Native to Nepal, cholesterol spinach is a hardy, fast-growing plant and is related to Okinawan spinach. It has gained popularity in Hawaii based on the anecdotal evidence of its cholesterol-lowering effects (1).
A plant that belongs to the same genus as cholesterol spinach was shown to lower cholesterol and triglyceride levels in diabetic rats (2). However, cholesterol spinach has not yet been studied for any indication.

  • High cholesterol

An extract of a related species, Gynura procumbens, reduced serum cholesterol and triglyceride levels in diabetic rats. G. procumbens did not affect cytochrome P450 activity. Whether the effects or mechanism of action of G. procumbens are similar to G. nepalensis has not been determined.

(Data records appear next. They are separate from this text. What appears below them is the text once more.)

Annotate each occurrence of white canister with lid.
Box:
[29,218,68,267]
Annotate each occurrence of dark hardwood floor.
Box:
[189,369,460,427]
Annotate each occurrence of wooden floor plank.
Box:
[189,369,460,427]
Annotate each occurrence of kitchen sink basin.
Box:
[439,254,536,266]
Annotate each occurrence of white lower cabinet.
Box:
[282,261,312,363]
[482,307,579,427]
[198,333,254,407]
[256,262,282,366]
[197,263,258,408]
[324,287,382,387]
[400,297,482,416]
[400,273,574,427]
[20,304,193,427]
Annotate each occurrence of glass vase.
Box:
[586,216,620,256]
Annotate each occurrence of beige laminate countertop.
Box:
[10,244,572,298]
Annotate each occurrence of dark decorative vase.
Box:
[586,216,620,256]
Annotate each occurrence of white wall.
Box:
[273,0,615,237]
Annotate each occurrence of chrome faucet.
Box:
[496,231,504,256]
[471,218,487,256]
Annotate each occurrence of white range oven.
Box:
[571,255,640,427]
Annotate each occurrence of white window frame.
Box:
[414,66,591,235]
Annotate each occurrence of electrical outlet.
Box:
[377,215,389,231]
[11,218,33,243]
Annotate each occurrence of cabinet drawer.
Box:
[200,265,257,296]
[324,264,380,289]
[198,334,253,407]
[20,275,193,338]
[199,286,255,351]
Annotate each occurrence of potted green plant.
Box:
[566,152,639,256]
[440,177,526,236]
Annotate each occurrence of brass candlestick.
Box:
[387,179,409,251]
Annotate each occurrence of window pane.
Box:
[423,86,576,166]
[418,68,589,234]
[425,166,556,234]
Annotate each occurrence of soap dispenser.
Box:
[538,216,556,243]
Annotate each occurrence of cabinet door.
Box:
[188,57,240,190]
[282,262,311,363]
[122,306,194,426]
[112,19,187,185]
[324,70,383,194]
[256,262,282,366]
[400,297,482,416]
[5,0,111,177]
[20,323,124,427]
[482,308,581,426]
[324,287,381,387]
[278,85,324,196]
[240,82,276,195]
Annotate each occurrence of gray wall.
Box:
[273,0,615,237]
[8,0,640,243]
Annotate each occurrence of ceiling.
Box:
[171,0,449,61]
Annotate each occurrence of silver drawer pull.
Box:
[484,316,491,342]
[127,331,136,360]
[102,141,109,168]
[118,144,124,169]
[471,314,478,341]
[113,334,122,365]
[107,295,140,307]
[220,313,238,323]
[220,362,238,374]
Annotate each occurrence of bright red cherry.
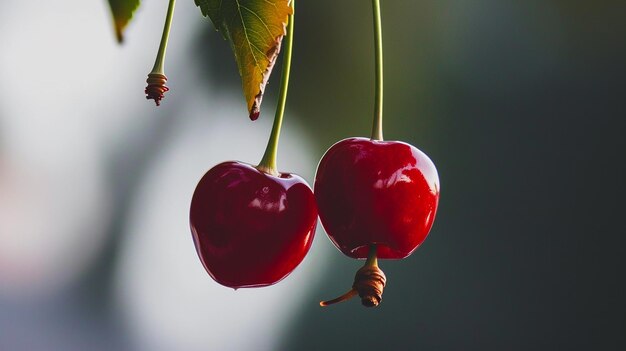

Immunocompromised patients should be cautioned when consuming raw vegetables due to possible contamination.

  1. Tswei, S. In The Garden. Honolulu Star-Bulletin. January 21, 2000. Accessed May 9, 2011.
  2. Zhang XF, et al. Effects of an ethanolic extract of Gynura procumbens on serum glucose, cholesterol and triglyceride levels in normal and streptozotocin-induced diabetic rats. Singapore Med J 2000;41:9-13.
  3. Wu ML, et al. Food poisoning due to methamidophos-contaminated vegetables. J Toxicol Clin Toxicol 2001;39:333-6.